Boudin is a well-known advocate of progressive criminal justice reform policies. I asked him whether his data analysis would be designed simply to confirm his preconceived notions. He bristled.
“I have my worldview, my lived experience and my professional experience, but that doesn’t mean we’re going to be outcome-oriented in our research,” he said. “I want policy choices to be supported by facts, not by the dearth of information we have now.”
For my part, I support criminal justice reform, but I’m not an ideologue. I believe we incarcerate too many people who actually need treatment. We make it far too difficult for ex-offenders to reenter society. There are glaring inequities, racial and otherwise, in the bail system and the sentencing process. We’re too tolerant of inhumane treatment and excessive force.
But I also believe dangerous people need to be kept off the streets. I think police should be permitted to do their jobs, as long as they do so fairly and responsibly.
I’d welcome more research to help policymakers develop smart, humane, effective strategies for fighting crime and rehabilitating offenders.

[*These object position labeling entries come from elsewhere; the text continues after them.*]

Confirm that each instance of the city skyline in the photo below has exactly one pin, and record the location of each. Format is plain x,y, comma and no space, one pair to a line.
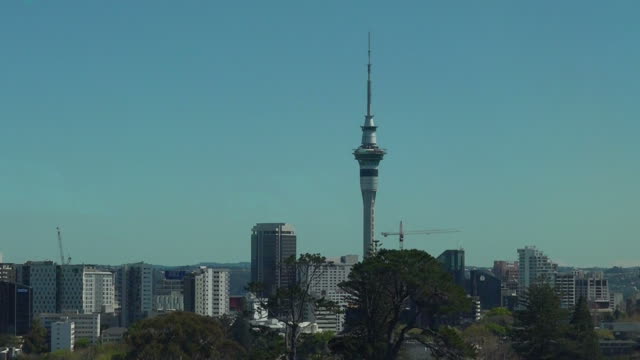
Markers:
516,130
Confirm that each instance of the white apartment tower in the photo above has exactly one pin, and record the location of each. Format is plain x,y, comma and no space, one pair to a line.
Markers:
86,326
534,267
595,289
42,277
325,285
99,292
211,292
565,286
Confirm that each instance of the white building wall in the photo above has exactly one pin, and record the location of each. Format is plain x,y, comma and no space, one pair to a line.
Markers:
62,335
326,285
99,292
212,292
565,286
86,326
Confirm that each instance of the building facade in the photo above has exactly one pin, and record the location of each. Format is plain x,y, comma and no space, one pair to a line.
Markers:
7,272
134,292
595,289
271,245
62,335
565,286
453,263
86,326
325,285
15,308
42,277
99,292
486,287
534,268
208,292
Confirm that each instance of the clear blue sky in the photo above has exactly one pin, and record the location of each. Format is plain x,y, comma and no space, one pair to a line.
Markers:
162,130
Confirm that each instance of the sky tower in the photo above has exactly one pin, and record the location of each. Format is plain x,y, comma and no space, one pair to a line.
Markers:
368,156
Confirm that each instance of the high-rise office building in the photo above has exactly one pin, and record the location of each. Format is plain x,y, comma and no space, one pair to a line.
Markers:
453,263
87,326
534,268
134,292
207,292
484,286
271,245
15,308
62,335
7,272
368,155
168,290
595,289
85,289
565,286
42,277
99,291
71,287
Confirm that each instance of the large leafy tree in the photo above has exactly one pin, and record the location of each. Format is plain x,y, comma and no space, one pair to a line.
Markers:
181,335
489,335
582,334
540,328
396,295
291,303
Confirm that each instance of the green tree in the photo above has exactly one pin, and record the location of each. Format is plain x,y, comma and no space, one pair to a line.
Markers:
291,303
540,329
9,340
395,295
315,346
582,334
35,342
181,335
82,343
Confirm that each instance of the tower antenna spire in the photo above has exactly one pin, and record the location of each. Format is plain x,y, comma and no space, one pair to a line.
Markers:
369,77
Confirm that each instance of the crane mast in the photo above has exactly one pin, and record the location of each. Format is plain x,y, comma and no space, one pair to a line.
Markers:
60,246
401,234
62,262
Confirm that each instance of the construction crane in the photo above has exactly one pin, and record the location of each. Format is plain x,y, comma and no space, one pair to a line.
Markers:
62,262
402,233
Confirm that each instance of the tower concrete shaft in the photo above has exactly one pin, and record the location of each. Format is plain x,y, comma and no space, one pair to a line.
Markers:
368,155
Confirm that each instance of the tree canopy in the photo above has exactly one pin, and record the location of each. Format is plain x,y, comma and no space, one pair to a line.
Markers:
181,335
395,295
290,303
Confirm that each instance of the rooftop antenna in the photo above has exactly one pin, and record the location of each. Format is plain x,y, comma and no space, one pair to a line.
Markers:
369,78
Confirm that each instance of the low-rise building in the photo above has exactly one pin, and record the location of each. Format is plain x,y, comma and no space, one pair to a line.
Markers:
87,326
113,335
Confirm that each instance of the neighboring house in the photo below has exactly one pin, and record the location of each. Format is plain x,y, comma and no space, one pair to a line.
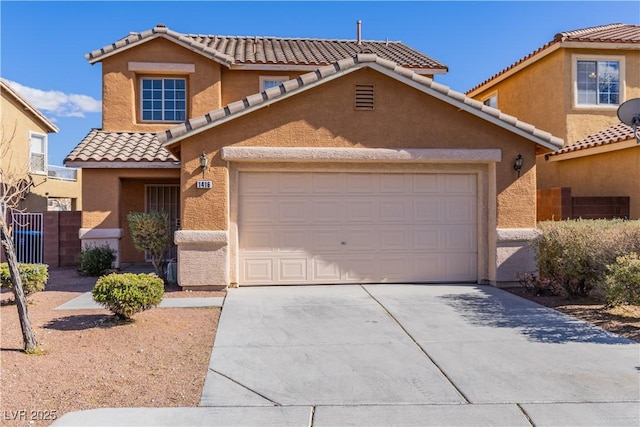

Boudin is a fascinating figure whose backstory has been told so often it’s become perhaps too familiar. His mother, Kathy Boudin, was a member of the radical Weather Underground and in 1981 took part in a holdup of a Brink’s armored truck during which three people died. She spent 22 years in prison. His father, David Gilbert, spent 40 years in prison for participating in the same crime.
That means their son spent most of his youth and young adulthood traipsing in and out of prisons to visit them, even as he became a lawyer, a public defender and then a prosecutor. He believes that his “lived experience” helps him bridge the gap between the real world and what’s being discussed by lawmakers in Sacramento.
Boudin was recalled from his job as district attorney by voters who, in my view, didn’t give him enough of a chance. Let’s see if he and Berkeley Law’s new center can produce useful data and innovative policy recommendations that will stop the pendulum and make policing and prosecuting more just.